Dyffryn Castell was still two or three of miles away and Neil offered to go ahead to get the car and meet me at the nearest road to the path but with another dose of painkillers I kept going. Heroic, I know. From Parson’s Bridge to a road was about a mile, with a fair bit more of up and down. Its wasn’t much fun, but as we reached the A4120 we came across the church of St John The Baptist at Ysbyty Cynfyn. The church wall had three standing stones within it, which I thought worthy of whipping out my iphone for, despite the drizzle.
The stones may be a pre-historic stone circle, but may not.
From here back to the car was road walking – or in my case limping. Neil headed off at speed, intent on saving me as much of this not very inspiring end to the day. Paul went ahead, too but then stopped because he didn’t know where Neil was. Neil caught us up with the car about 1/2 a mile from Dyffryn Castell – for which I was very grateful. That’s half a mile extra I must do when we return. Whenever that will be. I need to get this knee sorted first. The next walk will be a biggy!
I must stop teasing you with this knee issue. What I did was to get my GP to make a referral to an Orthopaedic surgeon who, after an MRI scan, diagnosed that I have a “complex posterial medial meniscal tear”. He performed an arthroscopy on June 1st from which I am currently recovering. If you are very lucky the full story may be published as a separate post.
Nooooo ! Not a whole post just about your knee please nooooo ! The landscape was fascinating – post industrial but being reclaimed by nature. It got very wet – my camera has not completely recovered – has yours ??
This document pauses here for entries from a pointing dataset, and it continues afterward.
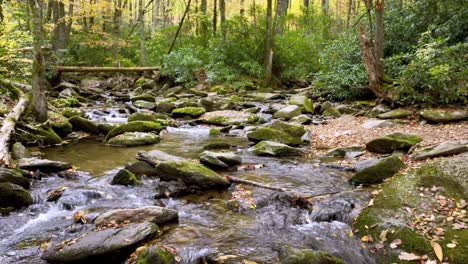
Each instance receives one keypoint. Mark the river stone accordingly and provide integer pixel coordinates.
(153, 214)
(437, 116)
(18, 151)
(270, 148)
(229, 117)
(82, 124)
(43, 165)
(220, 160)
(135, 126)
(111, 245)
(13, 195)
(395, 114)
(191, 174)
(125, 177)
(131, 139)
(288, 112)
(392, 142)
(442, 149)
(271, 134)
(376, 170)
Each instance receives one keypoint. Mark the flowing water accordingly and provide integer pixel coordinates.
(207, 226)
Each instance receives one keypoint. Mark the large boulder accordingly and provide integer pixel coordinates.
(442, 149)
(376, 170)
(12, 195)
(191, 174)
(392, 142)
(111, 245)
(131, 139)
(288, 112)
(136, 126)
(270, 148)
(271, 134)
(220, 160)
(439, 116)
(153, 214)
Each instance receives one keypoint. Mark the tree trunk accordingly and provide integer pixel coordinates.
(39, 101)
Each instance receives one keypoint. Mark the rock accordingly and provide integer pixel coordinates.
(392, 142)
(153, 214)
(18, 151)
(220, 160)
(229, 117)
(130, 139)
(376, 170)
(111, 245)
(191, 174)
(270, 148)
(125, 177)
(141, 168)
(271, 134)
(12, 195)
(83, 124)
(135, 126)
(188, 111)
(7, 175)
(438, 116)
(442, 149)
(288, 112)
(394, 114)
(43, 165)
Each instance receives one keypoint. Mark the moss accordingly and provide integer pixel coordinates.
(136, 126)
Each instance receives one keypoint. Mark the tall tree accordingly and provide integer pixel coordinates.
(38, 104)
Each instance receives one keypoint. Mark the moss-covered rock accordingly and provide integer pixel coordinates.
(125, 177)
(271, 134)
(392, 142)
(375, 171)
(13, 195)
(188, 111)
(136, 126)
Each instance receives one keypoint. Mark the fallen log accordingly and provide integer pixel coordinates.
(103, 69)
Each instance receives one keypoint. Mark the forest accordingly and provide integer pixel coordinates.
(242, 131)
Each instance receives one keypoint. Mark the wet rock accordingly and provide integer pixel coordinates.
(43, 165)
(135, 126)
(191, 174)
(376, 170)
(438, 116)
(83, 124)
(442, 149)
(125, 177)
(13, 195)
(110, 245)
(270, 134)
(392, 142)
(153, 214)
(18, 151)
(288, 112)
(193, 112)
(220, 160)
(131, 139)
(394, 114)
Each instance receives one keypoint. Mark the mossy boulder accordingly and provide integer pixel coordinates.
(392, 142)
(190, 173)
(271, 134)
(439, 116)
(135, 126)
(131, 139)
(125, 177)
(193, 112)
(13, 195)
(83, 124)
(375, 171)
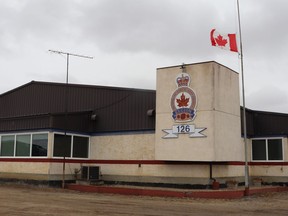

Hush now – my public may demand more knee. Yes, my camera has recovered – whats wrong with yours?
Has a spotty display screen – moisture got in and has still not dispersed completely !?
Oh dear. Might be difficult for moisture to get out. Suggest keeping it in airing cupboard for a bit.
I guess the standing stone preceded the caravan. The plant looks like butterbur. Glad you got that knee problem (that’s more of a tongue-twister than the place where the Black Lion is) fixed. I’d add my vote to Paul’s and say you can leave us to imagine the gory details, thanks.
Butterbur, thanks. I’m hoping the knee is fixed but won’t be able to tell until I am back in the “mountains”. Your vote will be noted. But this is not a democracy.
Yes, your fellow walkers need to know about knees. Vulnerable for all of them, so best to be as well informed as possible. Great pics after your camera died in sympathy with your knee – well done Paul and Neil! Xxxx
Just hoping i can get the pics from the hospital. Yes, with a bit of tweaking the boys pics came out alright.
I very much enjoy reading your blog and I am happy you have that knee taken care off.
Wishing you a speedy recovery.p
I love the misty landscapes! Sorry to hear about your meniscus… That was my injury in my right knee. Although I recovered enough to walk the walk again! Except now I have plantar fasciitus in my right heel, so it is pretty darned painful to walk (again). I, for one, look forward to your dedicated Knee Posting!
A kindred spirit. I gather your knee op was not very successful? If I do an arthroscopy post I hope you’ll comment in full. Sorry about the heel. As they say in Yorkshire, “there’s always summut”
I suffered a medial ligament injury many years ago playing Sunday League football. I feel your pain.
Thanks Paul. Funny thing was that i could still do reasonable distances without discomfort. Stitches out tomorrow.
A lovely days wander around Devils Bridge. Other than your painful downhill sections. Glad our back-up service was useful….
🙂
It was very reassuring. Hope we can get back on the path soon.